The venue, a dark, brick, barrel-shaped bunker, is perfect for this underground and eerie exposition, since there is something unpleasantly basic about the prejudices being discussed. Dotted around the playing space and on the benches we sit on are pro-gay placards, but on the back wall is a sinister drop constructed of sheets of corrugated iron: one immediately thinks of an iron curtain. Perched on top of this construction are two small screens which face the two sides of the L-shaped audience. We are trapped in Soviet Russia, seeing that technology, if not society, has moved on.
As the screens project captions describing each section, the cast takes us imaginatively and, it must be said, angrily through an alarming history of institutionalised bigotry, propaganda, and absurd rhetoric.

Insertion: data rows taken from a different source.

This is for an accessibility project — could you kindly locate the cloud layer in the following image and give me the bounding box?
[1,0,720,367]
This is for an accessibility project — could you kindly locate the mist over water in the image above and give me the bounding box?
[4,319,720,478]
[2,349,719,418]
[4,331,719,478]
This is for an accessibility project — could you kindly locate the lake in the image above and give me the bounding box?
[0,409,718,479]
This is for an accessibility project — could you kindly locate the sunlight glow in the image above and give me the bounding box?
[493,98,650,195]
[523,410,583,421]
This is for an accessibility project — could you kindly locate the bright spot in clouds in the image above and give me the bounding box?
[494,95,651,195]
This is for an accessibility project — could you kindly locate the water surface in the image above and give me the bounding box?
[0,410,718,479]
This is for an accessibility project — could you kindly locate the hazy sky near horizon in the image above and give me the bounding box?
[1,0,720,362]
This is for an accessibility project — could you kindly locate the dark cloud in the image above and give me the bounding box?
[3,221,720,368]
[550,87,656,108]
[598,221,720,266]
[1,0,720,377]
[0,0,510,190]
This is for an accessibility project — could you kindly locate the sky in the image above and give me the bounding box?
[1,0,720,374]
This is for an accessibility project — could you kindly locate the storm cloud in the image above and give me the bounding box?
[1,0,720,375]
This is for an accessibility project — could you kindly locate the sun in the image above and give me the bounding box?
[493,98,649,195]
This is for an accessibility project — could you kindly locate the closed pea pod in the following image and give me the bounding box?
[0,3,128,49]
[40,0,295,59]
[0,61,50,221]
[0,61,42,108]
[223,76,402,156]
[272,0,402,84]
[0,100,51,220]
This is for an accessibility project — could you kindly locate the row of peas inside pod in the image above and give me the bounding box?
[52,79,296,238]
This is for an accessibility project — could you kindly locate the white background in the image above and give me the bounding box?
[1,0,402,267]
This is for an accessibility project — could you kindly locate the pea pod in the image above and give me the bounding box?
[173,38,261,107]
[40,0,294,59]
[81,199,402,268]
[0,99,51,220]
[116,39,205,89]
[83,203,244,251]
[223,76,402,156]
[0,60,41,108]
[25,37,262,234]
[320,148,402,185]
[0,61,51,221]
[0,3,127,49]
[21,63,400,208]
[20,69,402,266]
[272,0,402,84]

We learn from the outset that Putin thinks of homosexuality as abnormal; that Church and State hold hands over this stance; that though Stalin criminalised homosexuality in 1934, it was actually decriminalised in 1993 (but with the proviso that it should be kept out of sight).
It would be impossible to single out one of the cast, since this is a tight ensemble piece in which each actor works in harmony, even when portraying opposing views. From the start, they eyeball the audience to draw sympathy; complex movements are performed without complication; violence is alluded to rather than gratuitously acted out. The scene where one actor tells her story while her movements are impersonated by the other four brings a deft, witty and perfectly executed illustration that we are all part of this, whatever our sexuality or opinion.
Each section of the drama is announced by captions on the screens, such as ‘Being Gay is Normal,’ or ‘They Are Not Russian,’ ‘Queer Diasporas’ and so on. Every new title highlights yet another atrocity, whether part of the Sochi Olympics, public or private lives, or what sometimes feels like personal testimony. In less accomplished hands, this piece would come over as a righteous rant, or play-acting, but the cast seem passionate about the issue and therefore bring realism to every character they portray without resorting to earnest acting or silly accents.
There is no high camp, or overt suggestion of any LGBT stereotypes; all roles are acted with subtlety. At the conclusion, as all players gather behind a large rainbow flag, the symbol becomes a potent illustration of solidarity. This is a play for everyone of an adult and sensible disposition to see, showing that homophobia remains one of the most pathetic abuses of human rights in 2014.